Mais ces "Scènes de Faust", Harding les connait bien: il les a jouées, chez lui, en Allemagne, il les a enregistrées aussi. Il nous les présente à Paris et c'est, dans le double sens du terme, une sacrée découverte. Je l'avoue, si je ne suis pas sûr de les avoir entendues en entier, j'en avais, comme bien des mélomanes, entendu parler. Et d'abord par un enregistrement qui avait fait beaucoup de bruit en son temps (1972), un enregistrement dirigé par... Benjamin Britten. On avait été surpris que le grand compositeur anglais exhume une oeuvre si rare, on imagine aujourd'hui que son côté panthéiste, justement, et mystérieusement forestier avait pu séduire l'auteur du "Songe d'une nuit d'été". Le rôle de Faust était tenu par Dietrich Fischer-Dieskau  et, autour de lui, la crème du chant anglais de l'époque, dont le ténor Peter Pears, le compagnon de Britten.

LA FORME HYBRIDE ET CURIEUSE DU "FAUST" SCHUMANNIEN

Schumann, on n'en sera pas surpris, a eu beaucoup de mal avec cette oeuvre, qu'il n'entendra d'ailleurs jamais, qui fut créée en 1862, à Cologne, six ans après sa mort.
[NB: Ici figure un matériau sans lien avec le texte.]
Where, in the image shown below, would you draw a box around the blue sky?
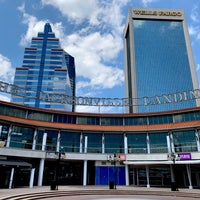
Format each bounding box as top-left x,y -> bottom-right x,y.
0,0 -> 200,112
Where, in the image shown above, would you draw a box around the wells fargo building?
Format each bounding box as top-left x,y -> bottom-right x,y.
124,8 -> 199,113
0,7 -> 200,189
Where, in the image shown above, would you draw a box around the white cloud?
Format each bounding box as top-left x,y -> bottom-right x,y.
190,5 -> 200,23
0,93 -> 10,102
18,0 -> 128,95
196,64 -> 200,72
0,54 -> 14,83
18,4 -> 63,47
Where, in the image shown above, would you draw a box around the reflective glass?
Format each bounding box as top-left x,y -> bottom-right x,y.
173,130 -> 197,152
133,20 -> 195,112
127,133 -> 147,153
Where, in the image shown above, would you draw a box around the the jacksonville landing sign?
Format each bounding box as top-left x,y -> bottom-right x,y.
0,81 -> 200,107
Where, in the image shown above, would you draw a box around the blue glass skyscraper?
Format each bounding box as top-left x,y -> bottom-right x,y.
124,8 -> 198,113
12,23 -> 75,111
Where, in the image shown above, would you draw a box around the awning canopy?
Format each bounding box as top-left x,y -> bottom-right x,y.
0,160 -> 32,168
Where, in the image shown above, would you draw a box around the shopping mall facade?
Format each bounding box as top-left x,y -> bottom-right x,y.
0,101 -> 200,189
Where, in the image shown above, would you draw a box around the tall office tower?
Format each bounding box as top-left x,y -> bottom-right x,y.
11,23 -> 75,111
124,8 -> 199,113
On imagine mal l'impact que l'énorme poème de Goethe avait  pu avoir à l'époque, sauf à constater que tous les compositeurs y sont allés de leur "Faust" en ce milieu du XIXe siècle: Berlioz ("La damnation de Faust"), Liszt ("Faust symphonie" ou les "Mephisto Valses"), Gounod (son opéra est de 1859), Wagner même qui écrivit vers 1840 une ouverture sur "Faust" (Schubert lui-même avait anticipé avec son fameux lied "Marguerite au rouet") Il était donc logique que Schumann y ajoutât son inspiration et d'ailleurs sa première idée était d'écrire un opéra... qui eût été le premier sur le sujet.A quelle partie de l'immense corpus goethéen se serait-il attaqué? Car c'est la richesse de l'oeuvre de Goethe que chacun des musiciens cités y a puisé ce qui le fascinait le plus. Schumann finit par renoncer à son projet initial pour adopter une forme hybride, et d'ailleurs, au final, indéfinie ("Scènes du Faust"!) qui relève de l'oratorio, de la messe profane, du lied avec orchestre, mais avec une inspiration constante et de telles trouvailles qu'on a le sentiment, souvent, d'y entendre le meilleur Schumann et le plus libre.

Daniel Harding dirige l'Orchestre de Paris C) Frédéric Desaphi

Daniel Harding dirige l'Orchestre de Paris C) Frédéric Desaphi

LE SENTIMENT DE NATURE CROISE LE SENTIMENT RELIGIEUX

Libre, ce qui, pour les esprits chagrins, signifiera fouillis ou foutoir. Il faut abandonner ses connaissances de Goethe (ou la linéarité du livret de l'opéra de Gounod) pour comprendre l'organisation de ce "Faust": une première partie de vingt minutes, la rencontre de Faust et Marguerite, son repentir, son désespoir face à Méphisto (on n'aura même pas la mort et la rédemption de la malheureuse) Une deuxième de quarante minutes, autour de Faust (première scène, lever du jour, deuxième scène... minuit (déjà!), troisième scène, mort de Faust!) Enfin une partie d'une heure, intitulée "Transfiguration de Faust", sorte d'immense méditation où le sentiment de nature croise le sentiment religieux, avec un Faust réincarné en "Docteur Marianus", Marguerite en Grande Pécheresse, intervention d'un "Père extatique", d'un "Père séraphique", d'un "Père profond" (en latin dans le texte) d'une "Mater Gloriosa" (la Vierge Glorieuse) et d'un nombre indéterminé d'anges et d'enfants bienheureux. Un grand "Chorus mysticus" appelé en allemand "Alles Vergängliche" ("Toute chose périssable") vient conclure ces deux heures en une immense et intense montée chromatique avant que, par une superbe descente des violons, tout se conclut dans la douceur et l'apaisement.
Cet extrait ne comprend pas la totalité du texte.